Language cues can provide the "glue" that helps fasten
certain visual patterns into small children's memories,
according to results presented by a Johns Hopkins graduate
student at the 17th annual meeting of the American
Psychological Society, held May 26 to 29 in Los Angeles.
This new data provide insight into the long-debated
question of whether language affects thought.
Doctoral candidate Banchiamlack Dessalegn and her
mentor, Barbara Landau, the Dick and Lydia Todd Professor
in the Krieger School's Department of Cognitive Science,
tackled that question via a query of their own: Would
children who are given verbal cues while viewing mirror
image visual patterns remember them more accurately, and
longer, than would children who were not given those
cues?
The answer, it seems, is yes.
"We learned that language — in the form of
specific kinds of sentences spoken aloud — helped the
children remember the patterns by 'gluing' their properties
into memory," Dessalegn said. "We knew going in that
children are very poor at holding onto any visual memory of
objects that involve 'handedness,' meaning whether
something is facing left or right. Our results show that
this kind of visual memory can be made stronger if the
children are given a language mnemonic device, such as 'the
red part is on the left,' to stick that image into their
memories longer."
In their experiments with normal 4-year-old children,
Dessalegn and Landau displayed cards bearing red and green
vertical, horizontal and diagonal patterns that were mirror
images of one another. Half the children heard, "Look! This
is a blicket!" as they viewed the cards, but the other half
heard only, "Look!" The patterns then were whisked away and
three more cards appeared, only one of which bore the
original pattern the children had seen. Though the
investigators found that both groups performed better than
chance, those who did make errors committed the same one:
mistaking the original card for its mirror image.

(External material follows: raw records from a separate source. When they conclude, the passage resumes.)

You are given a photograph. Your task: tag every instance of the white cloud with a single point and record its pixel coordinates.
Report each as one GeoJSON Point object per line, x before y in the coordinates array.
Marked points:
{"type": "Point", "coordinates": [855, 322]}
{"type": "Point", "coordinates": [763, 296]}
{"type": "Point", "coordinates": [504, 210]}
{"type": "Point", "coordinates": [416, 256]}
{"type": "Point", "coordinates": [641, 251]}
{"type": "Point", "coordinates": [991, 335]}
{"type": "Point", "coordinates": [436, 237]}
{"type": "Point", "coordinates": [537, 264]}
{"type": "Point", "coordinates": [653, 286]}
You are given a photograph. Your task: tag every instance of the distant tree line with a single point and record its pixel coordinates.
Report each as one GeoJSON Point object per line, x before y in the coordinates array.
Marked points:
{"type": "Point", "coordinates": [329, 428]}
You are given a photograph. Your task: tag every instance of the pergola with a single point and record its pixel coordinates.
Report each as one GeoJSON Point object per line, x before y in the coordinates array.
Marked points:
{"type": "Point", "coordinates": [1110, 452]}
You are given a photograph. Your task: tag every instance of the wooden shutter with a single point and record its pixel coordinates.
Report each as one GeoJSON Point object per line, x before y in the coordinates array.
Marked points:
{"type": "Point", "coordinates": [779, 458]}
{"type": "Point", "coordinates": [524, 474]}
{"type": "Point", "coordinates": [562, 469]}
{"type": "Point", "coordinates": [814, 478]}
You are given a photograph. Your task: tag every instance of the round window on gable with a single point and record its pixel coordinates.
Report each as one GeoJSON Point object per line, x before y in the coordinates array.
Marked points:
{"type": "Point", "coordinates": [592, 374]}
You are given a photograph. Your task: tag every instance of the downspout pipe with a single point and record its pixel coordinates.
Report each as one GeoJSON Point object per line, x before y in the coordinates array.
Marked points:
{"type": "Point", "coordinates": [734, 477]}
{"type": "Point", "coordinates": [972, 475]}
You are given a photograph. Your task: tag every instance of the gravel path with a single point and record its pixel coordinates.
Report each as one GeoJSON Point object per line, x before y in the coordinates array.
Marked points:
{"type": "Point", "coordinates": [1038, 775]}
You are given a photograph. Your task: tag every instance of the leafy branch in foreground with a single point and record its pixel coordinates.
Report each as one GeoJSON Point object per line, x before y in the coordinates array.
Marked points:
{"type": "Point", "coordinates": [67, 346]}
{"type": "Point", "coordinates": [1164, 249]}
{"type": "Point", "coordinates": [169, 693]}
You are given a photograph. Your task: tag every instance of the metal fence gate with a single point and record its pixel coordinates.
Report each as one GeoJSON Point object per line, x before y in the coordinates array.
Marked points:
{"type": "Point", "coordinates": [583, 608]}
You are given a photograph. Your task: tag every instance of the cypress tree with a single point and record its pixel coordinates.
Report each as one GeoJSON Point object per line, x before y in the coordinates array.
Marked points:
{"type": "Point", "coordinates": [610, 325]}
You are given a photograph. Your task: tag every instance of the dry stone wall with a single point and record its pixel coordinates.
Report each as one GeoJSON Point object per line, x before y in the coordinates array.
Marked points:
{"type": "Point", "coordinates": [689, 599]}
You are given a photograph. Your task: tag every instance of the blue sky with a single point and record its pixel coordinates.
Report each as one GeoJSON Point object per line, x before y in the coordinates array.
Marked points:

"This showed us just how difficult it was for small
children to commit both color and location to memory
quickly," Landau said.
The second experiment examined whether giving the
children a verbal cue that specifically labeled color and
location would improve their performance. This time, when
they saw the pattern cards, the children heard "the red is
on the left." This group performed "reliably better" than
the first, Landau said.
"The improvement was most likely due to the presence
of relational language, which served as a mental pointer to
the children," Landau said. "The bottom line is that
language can help, but it has to be language that is
specific and helps the children bridge the time gap between
when they saw the pattern and when they could recognize it
again."
Dessalegn explained it this way: "It's as if vision is
saying, 'I only need help with keeping track of the
location of each color,' and when language offers that
information, and only that information, it takes it."
This research was funded by the March of Dimes, the
National Science Foundation and the National Science
Foundation's Integrative Graduate Education and Research
Traineeship.
Dessalegn and Landau are in the process of conducting
the same research with patients with Williams syndrome, a
rare genetic anomaly that leaves people with good verbal
ability but poor visual-spatial skills.
"People with Williams syndrome have difficulty
distinguishing mirror images. We are finding that specific
verbal cues help them, too, which would actually lead to
new techniques to help them learn," Landau said.